We prospectively studied 189 patients presenting to a single academic medical center with CLI, defined as Rutherford class IV-VI. Patients underwent either lower extremity bypass surgery or endovascular intervention. Demographics, procedural and clinical variables were collected. Patients were followed for the occurrence of AKI as well as major adverse cardiac and limb events. AKI was diagnosed based on changes in serum creatinine during the hospitalization in accordance with AKIN criteria, defined as either a 1.5 fold increase or 0.3 mg/dL absolute increase in serum creatinine (Cr) from baseline. Comparisons between the two groups were performed using Fischer exact and t-testing.
Of the 115 patients included in the analysis, 31 patients (27%) developed AKI. 74 patients were excluded because they did not undergo a bypass or endovascular procedure or they were on dialysis. There was no difference in demographic or clinical characteristics between patients who did and did not develop AKI. Compared to those who did not develop AKI, patients who developed AKI had on average a longer length of hospital stay (16d vs. 29d, p<0.01) and a longer length of ICU days (2d vs. 7d, p=0.04).
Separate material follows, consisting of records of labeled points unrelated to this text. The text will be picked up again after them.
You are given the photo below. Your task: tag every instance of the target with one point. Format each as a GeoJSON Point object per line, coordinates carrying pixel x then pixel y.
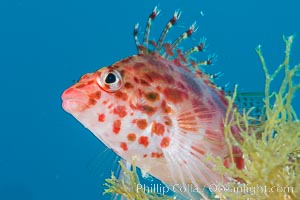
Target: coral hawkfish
{"type": "Point", "coordinates": [159, 108]}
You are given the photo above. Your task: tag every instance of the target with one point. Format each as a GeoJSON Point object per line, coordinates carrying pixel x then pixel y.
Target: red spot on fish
{"type": "Point", "coordinates": [101, 117]}
{"type": "Point", "coordinates": [169, 79]}
{"type": "Point", "coordinates": [92, 102]}
{"type": "Point", "coordinates": [198, 150]}
{"type": "Point", "coordinates": [157, 128]}
{"type": "Point", "coordinates": [121, 95]}
{"type": "Point", "coordinates": [180, 85]}
{"type": "Point", "coordinates": [174, 95]}
{"type": "Point", "coordinates": [168, 121]}
{"type": "Point", "coordinates": [95, 95]}
{"type": "Point", "coordinates": [156, 155]}
{"type": "Point", "coordinates": [165, 142]}
{"type": "Point", "coordinates": [148, 77]}
{"type": "Point", "coordinates": [144, 83]}
{"type": "Point", "coordinates": [136, 79]}
{"type": "Point", "coordinates": [165, 107]}
{"type": "Point", "coordinates": [152, 96]}
{"type": "Point", "coordinates": [131, 137]}
{"type": "Point", "coordinates": [123, 145]}
{"type": "Point", "coordinates": [128, 85]}
{"type": "Point", "coordinates": [138, 65]}
{"type": "Point", "coordinates": [120, 110]}
{"type": "Point", "coordinates": [149, 110]}
{"type": "Point", "coordinates": [143, 140]}
{"type": "Point", "coordinates": [117, 126]}
{"type": "Point", "coordinates": [141, 123]}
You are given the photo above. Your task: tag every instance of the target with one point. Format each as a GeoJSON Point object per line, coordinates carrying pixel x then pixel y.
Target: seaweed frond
{"type": "Point", "coordinates": [271, 148]}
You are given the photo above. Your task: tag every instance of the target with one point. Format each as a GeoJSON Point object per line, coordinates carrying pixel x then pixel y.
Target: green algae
{"type": "Point", "coordinates": [127, 186]}
{"type": "Point", "coordinates": [271, 146]}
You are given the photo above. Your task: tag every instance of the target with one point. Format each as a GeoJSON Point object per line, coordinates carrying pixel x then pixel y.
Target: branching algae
{"type": "Point", "coordinates": [271, 146]}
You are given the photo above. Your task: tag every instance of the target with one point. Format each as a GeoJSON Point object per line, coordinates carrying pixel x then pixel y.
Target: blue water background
{"type": "Point", "coordinates": [45, 153]}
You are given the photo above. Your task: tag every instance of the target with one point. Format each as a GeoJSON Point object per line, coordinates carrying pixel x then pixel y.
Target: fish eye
{"type": "Point", "coordinates": [110, 81]}
{"type": "Point", "coordinates": [110, 78]}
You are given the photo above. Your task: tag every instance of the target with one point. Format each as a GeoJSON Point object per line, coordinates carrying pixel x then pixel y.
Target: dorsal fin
{"type": "Point", "coordinates": [168, 50]}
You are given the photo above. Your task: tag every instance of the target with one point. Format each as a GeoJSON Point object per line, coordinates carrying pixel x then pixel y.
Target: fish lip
{"type": "Point", "coordinates": [74, 101]}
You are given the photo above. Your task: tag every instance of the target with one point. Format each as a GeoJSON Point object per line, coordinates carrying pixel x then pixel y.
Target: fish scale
{"type": "Point", "coordinates": [157, 108]}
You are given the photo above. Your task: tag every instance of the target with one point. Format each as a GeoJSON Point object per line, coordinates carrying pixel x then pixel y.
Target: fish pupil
{"type": "Point", "coordinates": [110, 78]}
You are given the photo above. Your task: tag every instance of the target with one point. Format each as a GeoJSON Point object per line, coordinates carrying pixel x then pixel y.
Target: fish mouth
{"type": "Point", "coordinates": [74, 101]}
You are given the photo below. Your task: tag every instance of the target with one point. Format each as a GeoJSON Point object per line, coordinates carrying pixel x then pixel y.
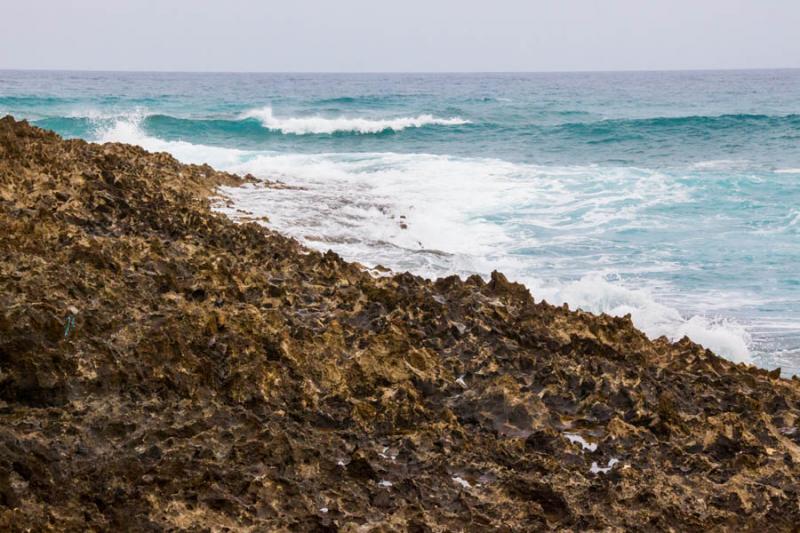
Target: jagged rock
{"type": "Point", "coordinates": [162, 367]}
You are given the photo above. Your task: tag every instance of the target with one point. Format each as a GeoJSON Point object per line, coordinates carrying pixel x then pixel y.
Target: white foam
{"type": "Point", "coordinates": [597, 469]}
{"type": "Point", "coordinates": [438, 215]}
{"type": "Point", "coordinates": [586, 445]}
{"type": "Point", "coordinates": [318, 124]}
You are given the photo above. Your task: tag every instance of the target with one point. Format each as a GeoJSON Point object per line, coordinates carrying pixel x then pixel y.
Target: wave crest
{"type": "Point", "coordinates": [323, 125]}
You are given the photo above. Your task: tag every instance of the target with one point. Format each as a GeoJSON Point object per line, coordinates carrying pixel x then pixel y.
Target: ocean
{"type": "Point", "coordinates": [672, 196]}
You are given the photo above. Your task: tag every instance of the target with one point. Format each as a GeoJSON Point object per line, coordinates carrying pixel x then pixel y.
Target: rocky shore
{"type": "Point", "coordinates": [164, 368]}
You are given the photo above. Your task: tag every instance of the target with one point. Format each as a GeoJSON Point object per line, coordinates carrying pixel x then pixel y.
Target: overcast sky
{"type": "Point", "coordinates": [399, 35]}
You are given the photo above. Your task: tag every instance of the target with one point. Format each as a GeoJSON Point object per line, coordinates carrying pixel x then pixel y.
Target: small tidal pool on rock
{"type": "Point", "coordinates": [220, 376]}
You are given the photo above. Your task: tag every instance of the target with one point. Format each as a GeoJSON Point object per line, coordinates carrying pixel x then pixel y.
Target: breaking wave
{"type": "Point", "coordinates": [323, 125]}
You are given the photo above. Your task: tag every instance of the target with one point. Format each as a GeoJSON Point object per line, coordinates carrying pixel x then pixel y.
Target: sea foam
{"type": "Point", "coordinates": [436, 215]}
{"type": "Point", "coordinates": [321, 125]}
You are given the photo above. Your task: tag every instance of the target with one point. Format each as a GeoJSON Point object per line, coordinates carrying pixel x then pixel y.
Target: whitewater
{"type": "Point", "coordinates": [616, 195]}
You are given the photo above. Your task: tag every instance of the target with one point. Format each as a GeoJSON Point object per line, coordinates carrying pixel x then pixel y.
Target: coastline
{"type": "Point", "coordinates": [221, 375]}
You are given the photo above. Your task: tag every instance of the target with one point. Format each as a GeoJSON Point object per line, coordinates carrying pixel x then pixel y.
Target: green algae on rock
{"type": "Point", "coordinates": [219, 376]}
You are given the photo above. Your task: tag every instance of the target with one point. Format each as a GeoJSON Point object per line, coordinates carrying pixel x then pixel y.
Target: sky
{"type": "Point", "coordinates": [399, 35]}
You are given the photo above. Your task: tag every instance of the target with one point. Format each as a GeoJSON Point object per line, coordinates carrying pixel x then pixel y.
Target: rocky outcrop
{"type": "Point", "coordinates": [162, 367]}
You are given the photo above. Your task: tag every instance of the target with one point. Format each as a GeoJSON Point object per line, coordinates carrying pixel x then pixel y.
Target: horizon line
{"type": "Point", "coordinates": [334, 72]}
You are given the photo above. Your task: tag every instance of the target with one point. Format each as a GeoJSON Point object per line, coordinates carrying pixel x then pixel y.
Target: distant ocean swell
{"type": "Point", "coordinates": [449, 209]}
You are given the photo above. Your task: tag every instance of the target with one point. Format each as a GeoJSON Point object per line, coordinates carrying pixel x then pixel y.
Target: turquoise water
{"type": "Point", "coordinates": [674, 196]}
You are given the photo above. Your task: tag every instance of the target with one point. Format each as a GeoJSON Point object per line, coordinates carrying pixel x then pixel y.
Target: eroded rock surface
{"type": "Point", "coordinates": [162, 367]}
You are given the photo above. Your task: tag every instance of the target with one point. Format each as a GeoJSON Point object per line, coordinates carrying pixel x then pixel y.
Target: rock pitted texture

In addition to significantly higher peak Cr values (2.8 vs. 1.1, p<0.01), patients who developed AKI also had significantly higher discharge Cr values compared to those who did not develop AKI. The development of AKI in the bypass versus endovascular groups approached statistical significance (36% vs. 21%, p=0.06). There was no significant difference in adverse inpatient cardiac and limb events between individuals who did and did not develop AKI.
The development of AKI is common in individuals admitted for CLI and is associated with a longer hospital stay and number of days spent in the ICU. The difference between the development of AKI in the endovascular versus the bypass group did not reach statistical significance, however, it may have if our study had more power. Studies trying to identify individuals who may be at increased risk for AKI and to determine whether the development of AKI is associated with increased adverse long-term cardiac and limb events will be important.